Grains: the Superstar of Whisky
Whisky is a celebrated and iconic spirit that has captured the hearts of many enthusiasts all over the world. It has been around for centuries, and yet remains a popular choice for drinkers that seek sophisticated and complex flavours. Today, let’s delve into the world of whisky and learn about its key ingredients as well as the production process. Go behind the scenes of what it takes to create the unique flavours and aromas that define this timeless spirit.
Grains, grains, grains
The foundation of any whisky is grains. This drink is made by distilling fermented grains, after all! A variety of grains are used in whisky production, including barley, corn, rye, and wheat. Each grain gives the drink a distinct characteristic, influencing the whisky’s flavour, aroma, and mouth feel.
In single malt Scotch, barley is the primary grain. It gives the final product a rich, malty flavour. Meanwhile, American bourbon contains corn, which makes the drink sweeter than others.
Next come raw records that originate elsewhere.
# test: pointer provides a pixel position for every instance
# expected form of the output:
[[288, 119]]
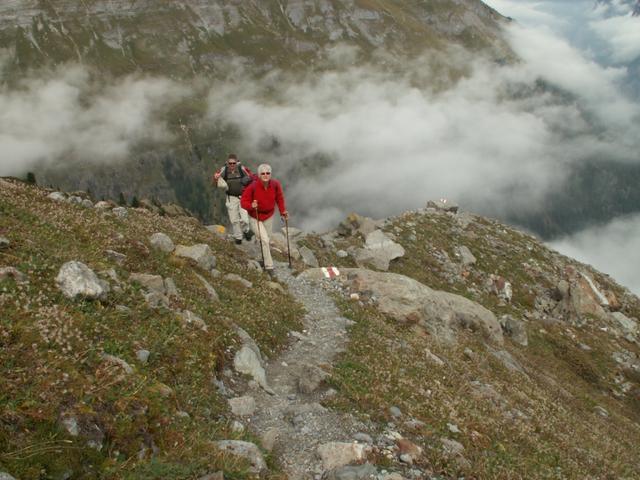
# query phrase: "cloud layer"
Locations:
[[613, 248], [66, 116]]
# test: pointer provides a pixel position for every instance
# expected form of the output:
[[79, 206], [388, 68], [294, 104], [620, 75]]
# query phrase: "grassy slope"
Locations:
[[539, 425], [50, 347]]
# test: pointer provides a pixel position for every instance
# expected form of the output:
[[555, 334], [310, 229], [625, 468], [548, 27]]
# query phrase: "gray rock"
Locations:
[[379, 250], [443, 205], [57, 196], [308, 257], [213, 476], [152, 283], [355, 472], [75, 280], [117, 257], [113, 360], [311, 377], [466, 257], [162, 242], [515, 329], [395, 412], [628, 325], [12, 272], [338, 454], [120, 212], [170, 288], [232, 277], [246, 450], [143, 355], [451, 448], [189, 318], [363, 438], [247, 362], [242, 406], [103, 205], [269, 439], [409, 301], [200, 253], [213, 295]]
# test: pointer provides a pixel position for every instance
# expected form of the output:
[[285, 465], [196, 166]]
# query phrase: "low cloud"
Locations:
[[494, 141], [66, 116], [613, 249]]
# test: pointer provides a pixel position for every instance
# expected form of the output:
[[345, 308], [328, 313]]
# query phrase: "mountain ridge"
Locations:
[[144, 380]]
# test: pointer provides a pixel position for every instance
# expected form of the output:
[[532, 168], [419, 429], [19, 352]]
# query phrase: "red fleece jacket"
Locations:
[[267, 198]]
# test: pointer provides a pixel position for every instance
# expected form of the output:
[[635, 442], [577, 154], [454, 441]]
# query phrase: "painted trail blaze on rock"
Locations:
[[330, 272]]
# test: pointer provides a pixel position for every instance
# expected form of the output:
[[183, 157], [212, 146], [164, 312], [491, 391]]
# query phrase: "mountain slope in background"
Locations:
[[205, 37], [471, 350]]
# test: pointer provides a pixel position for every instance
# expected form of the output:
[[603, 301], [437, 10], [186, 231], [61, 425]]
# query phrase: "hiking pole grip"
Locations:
[[286, 229], [260, 237]]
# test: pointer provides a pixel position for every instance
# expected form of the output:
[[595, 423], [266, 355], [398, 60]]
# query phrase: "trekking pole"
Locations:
[[286, 229], [260, 238]]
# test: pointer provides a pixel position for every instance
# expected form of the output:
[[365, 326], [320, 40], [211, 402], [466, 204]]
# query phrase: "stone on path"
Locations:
[[246, 450], [355, 472], [379, 250], [75, 279], [247, 361], [242, 406], [162, 242], [200, 253], [339, 454], [12, 272]]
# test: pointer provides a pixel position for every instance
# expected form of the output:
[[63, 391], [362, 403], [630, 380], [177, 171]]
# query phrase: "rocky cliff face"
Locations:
[[197, 36]]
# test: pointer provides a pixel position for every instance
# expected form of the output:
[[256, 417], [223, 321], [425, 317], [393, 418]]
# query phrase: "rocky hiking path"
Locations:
[[308, 438]]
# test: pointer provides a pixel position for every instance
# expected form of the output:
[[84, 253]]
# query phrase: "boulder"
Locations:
[[443, 205], [355, 472], [232, 277], [75, 279], [162, 242], [308, 257], [515, 329], [466, 257], [12, 272], [57, 196], [152, 283], [379, 250], [409, 301], [355, 223], [120, 212], [246, 450], [242, 406], [339, 454], [246, 361], [189, 318], [213, 295], [201, 253]]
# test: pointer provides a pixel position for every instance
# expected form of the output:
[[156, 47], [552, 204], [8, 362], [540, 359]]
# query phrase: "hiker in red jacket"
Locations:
[[259, 199], [233, 177]]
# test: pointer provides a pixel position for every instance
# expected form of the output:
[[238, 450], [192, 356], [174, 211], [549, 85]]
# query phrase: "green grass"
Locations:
[[51, 347]]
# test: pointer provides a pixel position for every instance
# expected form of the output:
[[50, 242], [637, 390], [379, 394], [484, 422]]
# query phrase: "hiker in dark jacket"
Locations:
[[260, 199], [234, 177]]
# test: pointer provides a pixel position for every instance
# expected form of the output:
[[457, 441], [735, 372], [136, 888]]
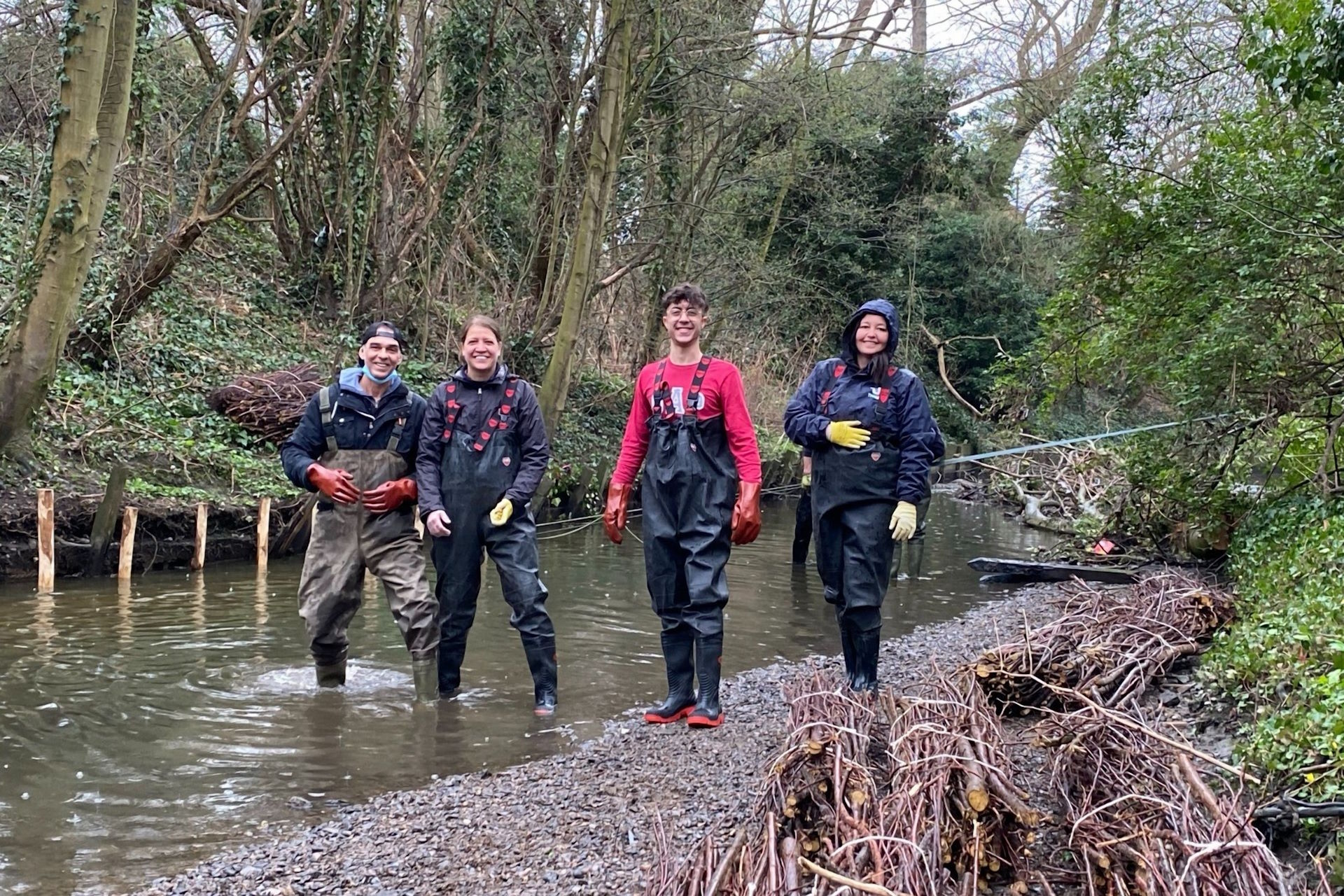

Rye and wheat whiskies are known for their spicy and soft flavours respectively.
Whisky production process
Now that we know what goes into whisky, it’s time to have a look at how this classic liquor is made. How do distillers process the grains until they become the whisky that we all know and love?
For certain types of whisky such as Scotch and Irish whiskey, the barley is malted before fermentation. This involves soaking the barley in water in order for it to start germinating.
During malting, enzymes break down the grain’s complex starches into simpler sugars, which will later be broken down by yeast in the fermentation process. Distillers won’t germinate all the way through; instead, they will dry the barley when they deem appropriate, using heat from peat fires. The smoke from these fires is what gives the barley a smoky flavour, that ends up in the final whisky, giving Scotch its distinct smoky taste.
The dried out grains are then milled into a coarse flour and then combined with hot water to create mash. Here, the enzymes from the malting process continue to convert starch to sugars, resulting in a sweet liquid called wort.
Wort is then strained to separate the liquid from grain solids, and cooled down. Afterwards, yeast is added to initiate fermentation. This takes place for several days, during which time the yeast consumes the sugars and produces alcohol and carbon dioxide. Fermentation results in a liquid called wash, which contains about 5% to 10% alcohol.
After fermentation, the wash is distilled in copper stills to refine the drink, as well as to concentrate the alcohol. Distillers will normally distill their wash twice. The first distillation removes impurities from the wash and increases the alcohol content to 20% – 25%. The second distillation further refines the alcohol, producing a concentrated spirit that is about 60% to 70% in ABV.
Once distilled, the spirit is transferred to oak barrels to be aged. This process is also known as maturation. During this time, the whisky undergoes a series of chemical reactions due to the conditions of the surrounding environment. It extracts flavours as well as colours from the wood that it is aged in.
Oak barrels, particularly ones that were previously used to age other spirits or wines, contribute to the whisky’s flavour complexity. It gives the final product tastes of vanilla, caramel, spices, and even a charred effect.
The length of time that a whisky is aged will vary, but Scotch whisky is required to be matured for a minimum of three years. As the whisky ages, it becomes smoother and more mellow, and the wood’s influence becomes more pronounced.